Edythe Sterling (October 1893 – June 5, 1962), born Edith May Kessinger, was an American actress, stunt rider, and producer in silent films, mainly Westerns.

==Early life and education==
Edith May Kessinger was born in Leavenworth, Kansas, the daughter of John Letcher Kessinger and Nettie Ryherd Kessinger. She left Kansas at age 15, to seek a career on the stage.

==Career==
Sterling appeared in dozens of silent films from 1913 to 1923, many of them shorts or westerns, including The Girl from Texas (1914), A Cattle Queen's Romance (1915), The Ghost Wagon (1915), The Secret Man (1917) with Harry Carey, The Arizona Cat Claw (1919), The One-Way Trail (1919), Call of the West (1920), The Cowboy's Sweetheart (1920), The Fiddler of the Little Big Horn (1920), The Stranger of Canyon Valley (1922), Crimson Gold (1923) and Danger (1923).

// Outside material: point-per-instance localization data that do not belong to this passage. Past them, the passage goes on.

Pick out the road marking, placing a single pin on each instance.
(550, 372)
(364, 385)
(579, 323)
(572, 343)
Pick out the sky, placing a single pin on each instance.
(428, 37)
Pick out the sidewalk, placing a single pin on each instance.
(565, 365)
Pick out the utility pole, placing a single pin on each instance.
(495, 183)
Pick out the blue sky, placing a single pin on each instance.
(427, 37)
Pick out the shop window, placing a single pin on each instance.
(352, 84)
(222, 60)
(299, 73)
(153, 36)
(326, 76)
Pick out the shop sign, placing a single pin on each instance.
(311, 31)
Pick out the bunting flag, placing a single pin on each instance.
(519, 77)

Sterling had her own production company, and often had very active roles in her films, riding, fighting, shooting, and working with large animals. For example, in The Girl Who Dared (1920), she plays a sheriff in a western town, battling cattle rustlers. In The One-Way Trail (1919), she rescues her male co-star. In another picture, Nancy's Birthright (1916), her title character struggles to overcome inherited "criminal tendencies".

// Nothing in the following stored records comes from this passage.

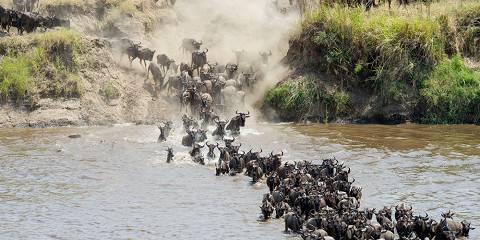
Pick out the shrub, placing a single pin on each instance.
(40, 64)
(110, 91)
(452, 93)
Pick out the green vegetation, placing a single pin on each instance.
(398, 56)
(298, 98)
(40, 65)
(110, 91)
(452, 93)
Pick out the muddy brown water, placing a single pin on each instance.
(113, 182)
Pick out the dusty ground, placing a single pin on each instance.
(99, 66)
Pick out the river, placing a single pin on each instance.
(113, 182)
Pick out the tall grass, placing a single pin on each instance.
(452, 93)
(40, 65)
(400, 56)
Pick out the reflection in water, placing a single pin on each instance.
(113, 183)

After her screen career ended, Sterling turned to live performances of riding stunts, for example in a "wild west" show in Los Angeles in 1923, and a vaudeville act in 1924. She also served a short jail sentence in Pasadena in 1923, for speeding and contempt of court. She toured as director and "interpreter" for a band of Hopi dancers from 1926 into the 1930s. She traveled with a pet Arizona kit fox on these tours.

== Personal life ==
Sterling married fellow actor Art Acord in 1913; they divorced in 1919. In 1920 and 1921, there was a scandal when she and her married manager, L. T. Osborne, presented themselves as a married couple while traveling. In 1926 she married Milo William Billingsley, a theatrical producer; they later divorced. Her last husband was Clifford L. Younger. She died in 1962, at the age of 68, in Los Angeles, California. Her grave is in Valhalla Memorial Park in North Hollywood.